Quando Gigi Riva divenne sardo
Storia di uno dei più grandi calciatori sardi e italiani di tutti i tempi
Ho sempre avuto una profonda curiosità per quelle persone, arrivate da altre terre, da altri mondi, che conoscono la Sardegna, se ne innamorano e decidono di non lasciarla mai più.
Certo, per noi che siamo già sardi è facile capire l’attaccamento a questa terra, che non fa sconti ma che al tempo stesso, se sei capace di accoglierla, si radica dentro e non va più via.
Ma com’è possibile che chi è nato altrove possa riuscire ad avere un sentire così profondo da capire certe sfumature e certe contraddizioni che puoi amare solo se in questa terra ci sei nato?

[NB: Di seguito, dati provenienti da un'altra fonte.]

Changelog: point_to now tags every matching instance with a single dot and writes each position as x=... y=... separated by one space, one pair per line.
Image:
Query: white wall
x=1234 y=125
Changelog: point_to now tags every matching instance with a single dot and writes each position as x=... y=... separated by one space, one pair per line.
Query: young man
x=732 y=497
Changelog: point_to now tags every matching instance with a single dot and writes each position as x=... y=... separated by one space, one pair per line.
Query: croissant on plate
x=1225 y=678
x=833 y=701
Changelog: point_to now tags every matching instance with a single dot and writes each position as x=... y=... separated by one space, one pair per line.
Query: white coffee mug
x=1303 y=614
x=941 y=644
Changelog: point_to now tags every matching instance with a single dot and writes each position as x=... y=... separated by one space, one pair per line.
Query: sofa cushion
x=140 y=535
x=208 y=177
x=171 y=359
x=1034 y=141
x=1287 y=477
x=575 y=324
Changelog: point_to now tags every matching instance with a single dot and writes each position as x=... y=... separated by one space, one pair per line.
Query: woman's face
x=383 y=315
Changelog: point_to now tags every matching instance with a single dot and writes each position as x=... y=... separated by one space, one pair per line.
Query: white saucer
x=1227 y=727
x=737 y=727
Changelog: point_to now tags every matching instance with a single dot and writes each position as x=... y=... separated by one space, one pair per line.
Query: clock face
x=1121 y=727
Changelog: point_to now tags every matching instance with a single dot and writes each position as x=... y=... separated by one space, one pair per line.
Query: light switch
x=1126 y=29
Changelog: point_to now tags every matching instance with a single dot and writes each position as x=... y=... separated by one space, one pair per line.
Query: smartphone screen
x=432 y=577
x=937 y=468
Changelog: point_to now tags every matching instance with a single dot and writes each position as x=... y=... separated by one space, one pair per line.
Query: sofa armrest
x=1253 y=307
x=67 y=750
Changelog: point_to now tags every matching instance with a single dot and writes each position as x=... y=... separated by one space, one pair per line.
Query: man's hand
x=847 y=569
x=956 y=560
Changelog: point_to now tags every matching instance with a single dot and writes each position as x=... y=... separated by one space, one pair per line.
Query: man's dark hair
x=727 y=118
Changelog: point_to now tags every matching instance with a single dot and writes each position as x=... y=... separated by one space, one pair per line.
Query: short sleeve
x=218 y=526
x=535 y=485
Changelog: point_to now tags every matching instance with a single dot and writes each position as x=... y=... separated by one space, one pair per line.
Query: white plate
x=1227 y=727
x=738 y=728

Eppure lui l’ha fatto. Lui che tifava l’Inter e che ha promesso che non avrebbe mai negato un autografo a un ragazzo, perché a lui i suoi idoli non hanno mai risposto alle sue lettere.
Lui che amava De André e che da lui si è fatto anche regalare una chitarra, in cambio di una sua maglia.
Lui, permaloso e orgoglioso, proprio come un sardo, che non si lasciava mai scivolare le cose addosso se per lui avevano un peso specifico alto. E proprio quelle cose non le perdonava facilmente.
Una presenza silenziosa, una prossimità distante, fatta di gesti concreti e genuini, di rispetto, di fiducia data e ricevuta, di abitudini paesane e semplici come quella di cenare tutte le sere per 30 anni alla Stella Marina di Montecristo.
Per questo Gigi Riva è diventato per i suoi sardi un eroe, perché gli eroi non sono superuomini, ma sono uomini semplici capaci di fare cose enormi. Così ingannevolmente simili a te da farti pensare che “se ce l’ha fatta lui, magari ce la posso fare anche io”. Eroi vicini sì, ma anche inarrivabili, intoccabili, eppure così umani, con un sorriso che scalda il cuore, con un “Ciao” che sa di casa e di famiglia.